As Charles Krauthammer noted in February, “Wisconsin is the epicenter. … When Gov. Scott Walker proposed that state workers contribute more to their pension and health-care benefits, he started a revolution.”

This revolution has extended to states near and far, including Ohio, Indiana, Michigan, Tennessee, and New Hampshire.

While much of the debate around the curbing of union power centers on its role in balancing the budgets of debt-laden states, this “revolution” is also profoundly important to promoting critically needed improvements in the nation’s education system.

This is because for years, unions have stood in the way of necessary reforms aimed at helping students and improving schools while at the same time protecting underperforming teachers. All of this has come at the cost of children’s education. Yet, with power to siphon money out of teachers paychecks—in many states teachers have no choice but to join a union and pay union fees—there really is no need for teachers unions to take into account the academic well-being of students. (Perhaps the late Albert Shanker, former president of the American Federation of Teachers, best summed up their view of children when he stated: “When school children start paying union dues, that’s when I’ll start representing the interests of school children.”)

It’s critical that states put control of education back into the hands of those closest to the students—families and schools—instead of continuing to allow unions to call the shots.

To this end, closely following Wisconsin’s collective bargaining reform, Ohio passed similar legislation that “allows unions to negotiate wages but not health care, sick time, or pension benefits. It gets rid of automatic pay increases and replaces them with merit raises or performance pay.”

And just last week, neighboring Indiana passed a bill specifically designed to limit union power over schools, prohibiting “contracts between school districts and teachers unions from including anything other than wages and wage-related benefits.” Additionally, “the new law gives local leaders freedom by removing restrictions, such as contracts that limit the number of meetings principals can have with teachers.”

Indiana State Superintendent of Education Tony Bennett called the passage of the new law a “game-changing moment” for schools.

Illinois is also moving forward legislation that implements “new requirements for teachers to receive positive evaluations before they’re granted tenure—with the possibility of accelerated tenure for educators with sterling reviews.”

Similarly, head of Detroit Public Schools Robert Bobb is moving to limit union control, putting in place reforms to limit seniority protection, which often shields ineffective teachers from dismissal.

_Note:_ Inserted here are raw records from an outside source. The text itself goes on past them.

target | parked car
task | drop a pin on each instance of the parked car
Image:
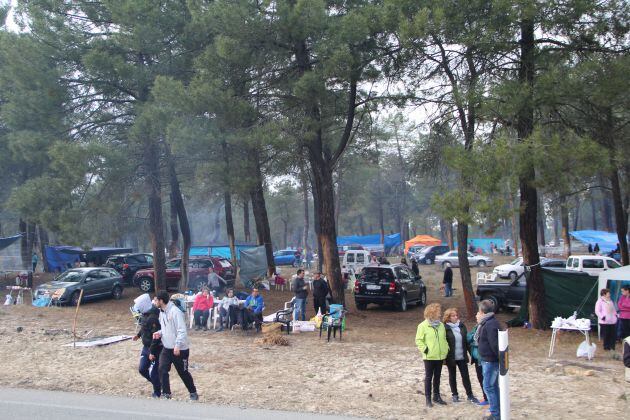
(94, 281)
(591, 264)
(355, 260)
(427, 254)
(129, 264)
(197, 273)
(450, 259)
(516, 268)
(285, 257)
(389, 284)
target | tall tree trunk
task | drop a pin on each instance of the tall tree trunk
(172, 246)
(260, 215)
(464, 269)
(151, 163)
(528, 215)
(246, 231)
(229, 225)
(564, 218)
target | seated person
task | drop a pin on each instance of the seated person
(252, 311)
(228, 310)
(201, 309)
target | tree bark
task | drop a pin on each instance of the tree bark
(151, 163)
(528, 214)
(464, 269)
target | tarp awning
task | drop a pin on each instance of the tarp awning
(6, 242)
(607, 241)
(427, 240)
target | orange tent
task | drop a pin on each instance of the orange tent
(427, 240)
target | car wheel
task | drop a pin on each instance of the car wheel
(74, 299)
(117, 293)
(494, 300)
(403, 303)
(145, 284)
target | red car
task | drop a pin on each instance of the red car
(197, 273)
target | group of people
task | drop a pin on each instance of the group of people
(608, 319)
(443, 339)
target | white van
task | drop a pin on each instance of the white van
(591, 264)
(355, 260)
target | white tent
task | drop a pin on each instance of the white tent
(620, 275)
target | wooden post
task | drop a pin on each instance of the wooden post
(74, 323)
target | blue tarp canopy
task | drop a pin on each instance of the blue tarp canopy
(371, 241)
(484, 243)
(607, 241)
(6, 242)
(222, 251)
(60, 261)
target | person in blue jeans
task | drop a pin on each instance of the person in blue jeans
(301, 292)
(487, 339)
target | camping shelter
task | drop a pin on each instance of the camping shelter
(426, 240)
(613, 280)
(565, 292)
(371, 242)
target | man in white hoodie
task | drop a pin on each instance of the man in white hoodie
(175, 341)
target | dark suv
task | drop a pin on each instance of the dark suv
(197, 273)
(129, 264)
(428, 254)
(389, 283)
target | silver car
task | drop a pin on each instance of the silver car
(450, 259)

Further south, a law is moving through the Tennessee legislature that would similarly limit union control by throwing off unions’ collective bargaining power and providing school boards with the authority to set the standards of employment for teachers.

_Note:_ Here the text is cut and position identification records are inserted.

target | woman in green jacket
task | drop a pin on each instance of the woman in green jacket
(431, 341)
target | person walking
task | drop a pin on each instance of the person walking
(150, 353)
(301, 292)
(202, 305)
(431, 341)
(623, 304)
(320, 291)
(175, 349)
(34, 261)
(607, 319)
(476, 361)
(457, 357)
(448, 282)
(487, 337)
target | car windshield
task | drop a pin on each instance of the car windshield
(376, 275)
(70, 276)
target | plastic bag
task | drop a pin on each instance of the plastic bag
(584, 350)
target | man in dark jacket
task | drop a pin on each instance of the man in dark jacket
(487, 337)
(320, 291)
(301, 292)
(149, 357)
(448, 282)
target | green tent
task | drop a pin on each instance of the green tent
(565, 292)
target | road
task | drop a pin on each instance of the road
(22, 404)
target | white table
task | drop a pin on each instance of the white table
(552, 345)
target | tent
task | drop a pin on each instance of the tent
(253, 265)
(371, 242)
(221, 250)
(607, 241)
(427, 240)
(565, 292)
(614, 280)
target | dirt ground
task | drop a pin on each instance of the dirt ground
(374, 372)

Out west, Idaho implemented laws just over a month ago to eliminate teacher tenure and prohibit collective bargaining on salaries and benefits.

Control of education should belong to those closest to the students, not union leaders. For too long the best interests of students have taken a backseat to the special interests of collective bargaining. But the tide is turning. Starting in the heartland and spreading through the nation, policymakers are moving forward to ensure that when it comes to education, children come first.